C'est aussi la normalisation des rapports avec l'URSS qui, après cinquante ans de cavalier seul, décide brusquement d'adhérer à la Convention universelle sur le droit d'auteur et, par ce fait, résout d'un seul coup ses relations éditoriales avec l'ensemble du monde, si ce n'est, toujours, avec ses propres auteurs.

C'est enfin la Caisse des lettres, qui, en disparaissant, fait place à un Centre national des lettres, plus important, plus ambitieux aussi, et qui, dans les années prochaines, résoudra peut-être mieux que naguère les problèmes d'aide à la création et de soutien aux auteurs.

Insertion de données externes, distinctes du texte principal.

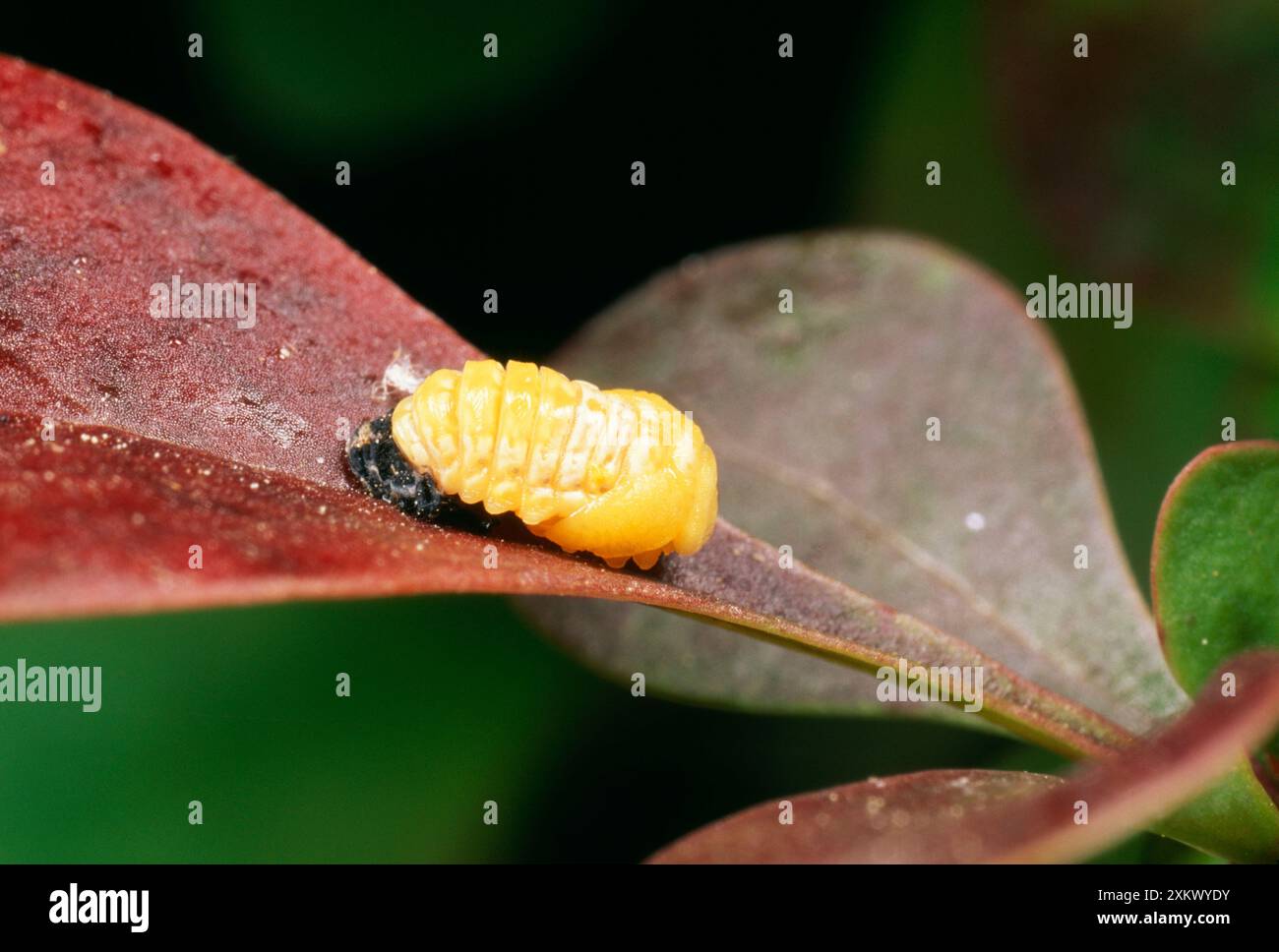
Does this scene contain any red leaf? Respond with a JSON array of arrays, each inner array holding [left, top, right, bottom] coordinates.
[[651, 652, 1279, 863], [0, 59, 1151, 755]]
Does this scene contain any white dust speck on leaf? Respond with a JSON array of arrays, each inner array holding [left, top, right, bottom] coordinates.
[[374, 347, 427, 400]]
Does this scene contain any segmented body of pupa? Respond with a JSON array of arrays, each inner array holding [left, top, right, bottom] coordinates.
[[392, 360, 717, 568]]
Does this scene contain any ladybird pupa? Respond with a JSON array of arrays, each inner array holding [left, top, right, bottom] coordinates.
[[353, 360, 717, 568]]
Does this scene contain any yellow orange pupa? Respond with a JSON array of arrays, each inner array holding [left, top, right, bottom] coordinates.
[[392, 360, 717, 568]]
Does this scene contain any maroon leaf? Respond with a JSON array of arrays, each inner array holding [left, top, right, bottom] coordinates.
[[651, 652, 1279, 863], [0, 59, 1187, 755], [532, 232, 1188, 733]]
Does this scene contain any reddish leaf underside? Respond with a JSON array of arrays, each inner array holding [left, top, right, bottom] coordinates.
[[651, 652, 1279, 863]]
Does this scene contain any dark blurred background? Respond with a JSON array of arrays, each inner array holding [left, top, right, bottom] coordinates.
[[0, 0, 1279, 862]]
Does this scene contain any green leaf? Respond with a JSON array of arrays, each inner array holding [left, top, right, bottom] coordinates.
[[531, 234, 1186, 734], [1151, 441, 1279, 691]]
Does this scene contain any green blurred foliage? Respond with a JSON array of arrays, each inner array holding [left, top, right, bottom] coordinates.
[[188, 0, 624, 159], [0, 0, 1279, 862]]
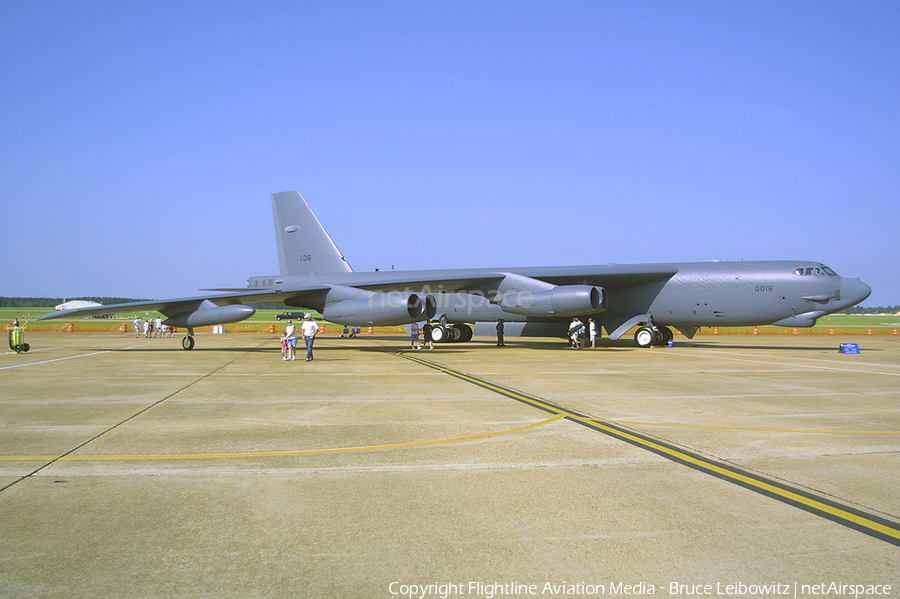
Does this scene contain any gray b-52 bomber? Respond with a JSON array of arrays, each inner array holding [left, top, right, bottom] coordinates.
[[41, 191, 871, 349]]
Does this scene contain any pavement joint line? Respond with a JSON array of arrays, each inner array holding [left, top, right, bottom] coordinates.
[[393, 352, 900, 546], [0, 345, 262, 493], [0, 414, 565, 462], [660, 350, 900, 376], [605, 419, 900, 435], [0, 349, 121, 370]]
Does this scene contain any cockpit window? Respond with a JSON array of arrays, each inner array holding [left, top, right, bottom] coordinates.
[[794, 266, 838, 277]]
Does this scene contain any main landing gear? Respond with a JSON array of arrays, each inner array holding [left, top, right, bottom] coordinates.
[[431, 324, 472, 343], [181, 327, 194, 351], [634, 324, 675, 347]]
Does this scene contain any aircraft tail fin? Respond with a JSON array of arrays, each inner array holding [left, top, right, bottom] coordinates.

Parallèlement, des difficultés affleurent, dont on n'entrevoit pas la solution. Ainsi, depuis quelques années déjà (mais en 1973 plus que jamais), les exportations de livres français vers l'étranger ont cessé de se développer et stagnent, quand elles ne diminuent pas. Tous les grands pays d'édition, à commencer par la Grande-Bretagne, en sont au même point. En naissant à l'indépendance, en affirmant leur personnalité, les pays neufs se sont équipés en imprimeries et cherchent à se donner une industrie éditoriale nationale.

Discount

En France, ce phénomène est accentué par la relative perte d'influence subie par la langue française dans le monde. Autre problème grave, et qui n'a pas encore trouvé sa solution : l'évolution des réseaux de distribution du livre. Il y a quelques années encore, les libraires détenaient la majorité du marché. Aujourd'hui, concurrencés par ce qu'il est convenu d'appeler la distribution moderne (magasins à discount, grandes surfaces, magasins populaires, grands magasins) et par les systèmes de vente directe mis au point par les éditeurs (ventes par correspondance, par courtiers, par clubs...), les libraires s'inquiètent et s'interrogent. Leur disparition, ou simplement la diminution de leur importance, aurait, pour les secteurs les plus fragiles, mais aussi les plus intéressants de l'édition (en fait pour tous les ouvrages nouveaux, difficiles, destinés d'abord à une clientèle spécialisée avant d'espérer atteindre les grands tirages), des conséquences peut-être très graves.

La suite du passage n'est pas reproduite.